AWS Big Data Blog
Use Amazon Redshift Spectrum with row-level and cell-level security policies defined in AWS Lake Formation
Data warehouses and data lakes are key to an enterprise data management strategy. A data lake is a centralized repository that consolidates your data in any format at any scale and makes it available for different kinds of analytics. A data warehouse, on the other hand, has cleansed, enriched, and transformed data that is optimized for faster queries. Amazon Redshift is a fast, petabyte-scale cloud data warehouse that powers a lake house architecture, which enables you to query the data in a data warehouse and an Amazon Simple Storage Service (Amazon S3) data lake using familiar SQL statements and gain deeper insights.
Data lakes often contain data for multiple business units, users, locations, vendors, and tenants. Enterprises want to share their data while balancing compliance and security needs. To satisfy compliance requirements and to achieve data isolation, enterprises often need to control access at the row level and cell level. For example:
- If you have a multi-tenant data lake, you may want each tenant to be able to view only those rows that are associated to their tenant ID
- You may have data for multiple portfolios in the data lake and you need to control access for various portfolio managers
- You may have sensitive information or personally identifiable information (PII) that can be viewed by users with elevated privileges only
AWS Lake Formation makes it easy to set up a secure data lake and access controls for these kinds of use cases. You can use Lake Formation to centrally define security, governance, and auditing policies, thereby achieving unified governance for your data lake. Lake Formation supports row-level security and cell-level security:
- Row-level security allows you to specify filter expressions that limit access to specific rows of a table to a user
- Cell-level security builds on row-level security by allowing you to apply filter expressions on each row to hide or show specific columns
Amazon Redshift is the fastest and most widely used cloud data warehouse. Amazon Redshift Spectrum is a feature of Amazon Redshift that enables you to query data from and write data back to Amazon S3 in open formats. You can query open file formats such as Parquet, ORC, JSON, Avro, CSV, and more directly in Amazon S3 using familiar ANSI SQL. This gives you the flexibility to store highly structured, frequently accessed data in an Amazon Redshift data warehouse, while also keeping up to exabytes of structured, semi-structured, and unstructured data in Amazon S3. Redshift Spectrum integrates with Lake Formation natively. This integration enables you to define data filters in Lake Formation that specify row-level and cell-level access control for users on your data and then query it using Redshift Spectrum.
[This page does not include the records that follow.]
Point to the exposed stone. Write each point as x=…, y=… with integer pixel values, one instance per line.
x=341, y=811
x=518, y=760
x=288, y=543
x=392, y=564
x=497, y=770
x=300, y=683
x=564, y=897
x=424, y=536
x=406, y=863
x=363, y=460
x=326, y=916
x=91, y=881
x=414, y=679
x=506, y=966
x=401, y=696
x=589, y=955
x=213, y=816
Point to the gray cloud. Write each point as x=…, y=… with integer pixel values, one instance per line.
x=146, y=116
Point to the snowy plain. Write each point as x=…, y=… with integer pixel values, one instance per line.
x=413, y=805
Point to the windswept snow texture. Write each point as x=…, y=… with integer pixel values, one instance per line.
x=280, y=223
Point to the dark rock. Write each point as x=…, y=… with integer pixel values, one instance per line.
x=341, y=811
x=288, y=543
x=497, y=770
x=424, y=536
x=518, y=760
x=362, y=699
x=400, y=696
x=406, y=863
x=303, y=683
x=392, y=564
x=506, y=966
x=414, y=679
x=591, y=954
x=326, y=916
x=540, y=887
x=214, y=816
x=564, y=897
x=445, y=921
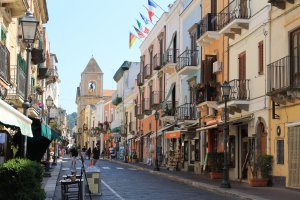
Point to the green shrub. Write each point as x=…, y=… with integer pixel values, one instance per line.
x=21, y=180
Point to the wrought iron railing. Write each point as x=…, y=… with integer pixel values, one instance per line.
x=146, y=105
x=140, y=79
x=187, y=58
x=170, y=56
x=156, y=98
x=187, y=111
x=283, y=74
x=236, y=9
x=169, y=108
x=18, y=79
x=208, y=23
x=157, y=61
x=147, y=71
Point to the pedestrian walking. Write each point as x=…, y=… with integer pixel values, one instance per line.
x=74, y=154
x=96, y=154
x=89, y=152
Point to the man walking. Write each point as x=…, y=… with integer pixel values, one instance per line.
x=96, y=154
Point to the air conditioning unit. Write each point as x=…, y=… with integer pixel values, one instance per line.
x=217, y=67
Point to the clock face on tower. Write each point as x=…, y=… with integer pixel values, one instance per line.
x=92, y=86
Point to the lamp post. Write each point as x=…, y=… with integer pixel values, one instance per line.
x=225, y=94
x=125, y=150
x=49, y=104
x=29, y=28
x=156, y=115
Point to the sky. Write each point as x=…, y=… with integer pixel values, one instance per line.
x=80, y=29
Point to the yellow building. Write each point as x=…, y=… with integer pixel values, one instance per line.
x=283, y=83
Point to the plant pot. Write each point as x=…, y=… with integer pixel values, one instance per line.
x=258, y=182
x=216, y=175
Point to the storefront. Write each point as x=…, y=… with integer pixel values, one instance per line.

In this post, we present a sample multi-tenant scenario and describe how to define row-level and cell-level security policies in Lake Formation. We also show how these policies are applied when querying the data using Redshift Spectrum.
Solution overview
In our use case, Example Corp has built an enterprise data lake on Amazon S3. They store data for multiple tenants in the data lake and query it using Redshift Spectrum. Example Corp maintains separate AWS Identity and Access Management (IAM) roles for each of their tenants and wants to control access to the multi-tenant dataset based on their IAM role.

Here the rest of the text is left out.